Taką decyzję podjęli organizatorzy biegu, w związku z dynamicznym wzrostem zakażeń koronawirusem. Początkowo bieg miał się odbyć, ale na innych zasadach niż w poprzednich latach. Zawodnicy mieli startować w turach, a nie jednocześnie, jak było w ubiegłych edycjach.

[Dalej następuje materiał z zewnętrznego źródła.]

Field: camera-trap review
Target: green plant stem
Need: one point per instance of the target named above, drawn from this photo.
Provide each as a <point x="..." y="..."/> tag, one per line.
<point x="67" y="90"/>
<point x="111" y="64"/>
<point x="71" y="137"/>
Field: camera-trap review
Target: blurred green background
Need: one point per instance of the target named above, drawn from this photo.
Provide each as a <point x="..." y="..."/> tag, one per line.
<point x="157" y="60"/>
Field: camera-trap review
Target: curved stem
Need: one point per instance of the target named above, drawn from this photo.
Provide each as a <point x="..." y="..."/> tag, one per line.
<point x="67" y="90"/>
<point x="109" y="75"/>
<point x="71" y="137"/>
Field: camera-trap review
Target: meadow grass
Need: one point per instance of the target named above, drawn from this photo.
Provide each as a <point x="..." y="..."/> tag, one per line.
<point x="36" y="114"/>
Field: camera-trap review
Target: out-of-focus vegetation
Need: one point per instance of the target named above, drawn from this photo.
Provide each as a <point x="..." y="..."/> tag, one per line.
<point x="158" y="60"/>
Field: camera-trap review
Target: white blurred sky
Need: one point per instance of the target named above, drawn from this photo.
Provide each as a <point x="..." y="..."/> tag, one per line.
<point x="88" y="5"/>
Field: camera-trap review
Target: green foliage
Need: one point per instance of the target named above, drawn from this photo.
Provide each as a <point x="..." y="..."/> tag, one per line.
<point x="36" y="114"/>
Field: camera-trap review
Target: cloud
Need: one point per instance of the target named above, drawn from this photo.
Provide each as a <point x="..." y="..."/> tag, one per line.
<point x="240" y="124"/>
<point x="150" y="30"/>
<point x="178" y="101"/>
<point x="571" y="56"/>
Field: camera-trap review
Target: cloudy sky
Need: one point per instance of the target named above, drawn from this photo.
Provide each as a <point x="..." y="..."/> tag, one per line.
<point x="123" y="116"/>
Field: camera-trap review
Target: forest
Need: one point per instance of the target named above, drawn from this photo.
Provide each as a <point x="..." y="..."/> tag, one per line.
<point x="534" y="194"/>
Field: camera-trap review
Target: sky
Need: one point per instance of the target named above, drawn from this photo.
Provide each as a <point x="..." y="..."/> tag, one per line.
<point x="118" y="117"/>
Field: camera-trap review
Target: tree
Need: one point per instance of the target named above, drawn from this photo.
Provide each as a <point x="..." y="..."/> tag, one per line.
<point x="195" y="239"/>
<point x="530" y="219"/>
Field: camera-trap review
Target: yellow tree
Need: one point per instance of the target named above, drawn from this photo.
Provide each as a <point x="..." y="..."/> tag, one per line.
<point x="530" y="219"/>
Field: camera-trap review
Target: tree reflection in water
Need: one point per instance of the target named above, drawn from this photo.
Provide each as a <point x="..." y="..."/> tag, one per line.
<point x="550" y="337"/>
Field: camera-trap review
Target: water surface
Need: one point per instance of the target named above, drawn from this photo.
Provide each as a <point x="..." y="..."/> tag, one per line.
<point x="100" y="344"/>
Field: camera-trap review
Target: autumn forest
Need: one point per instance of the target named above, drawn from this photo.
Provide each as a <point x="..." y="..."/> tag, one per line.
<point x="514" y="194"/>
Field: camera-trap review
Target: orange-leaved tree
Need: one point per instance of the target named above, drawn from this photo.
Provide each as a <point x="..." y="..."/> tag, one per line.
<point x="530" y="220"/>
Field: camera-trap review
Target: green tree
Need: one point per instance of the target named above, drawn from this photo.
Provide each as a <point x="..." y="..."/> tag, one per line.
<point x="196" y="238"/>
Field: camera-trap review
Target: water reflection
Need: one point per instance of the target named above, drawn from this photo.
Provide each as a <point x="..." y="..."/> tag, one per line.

- Wiem, że nasi biegacze nie są zadowoleni z tej decyzji, ale musimy przede wszystkim pamiętać o tym, że zdrowie i bezpieczeństwo mieszkańców i nas samych jest dla nas wszystkich najważniejsze. Myślę, że kiedy wszystko się uspokoi, to zorganizujemy jeszcze niejeden bieg i przebiegniemy jeszcze wspólnie niejeden kilometr. W związku z tym zachęcam do regularnego i uważnego śledzenia profilu Żeglugi Szczecińskiej w mediach społecznościowych - mówi Celina Wołosz z Żeglugi Szczecińskiej.
Polecany artykuł:
Ci, którzy wykupili pakiety startowe nie mają się o co martwić.
- Wszelkie wpłaty, które zostały dokonane do 16 października, oczywiście zostaną zwrócone na konto bankowe.
Organizatorzy zachęcają jednak, aby szczecinianie 11 listopada ubrali sprzęt sportowy i uczcili święto niepodległości na sportowo. Bo jak wiadomo sport to zdrowie.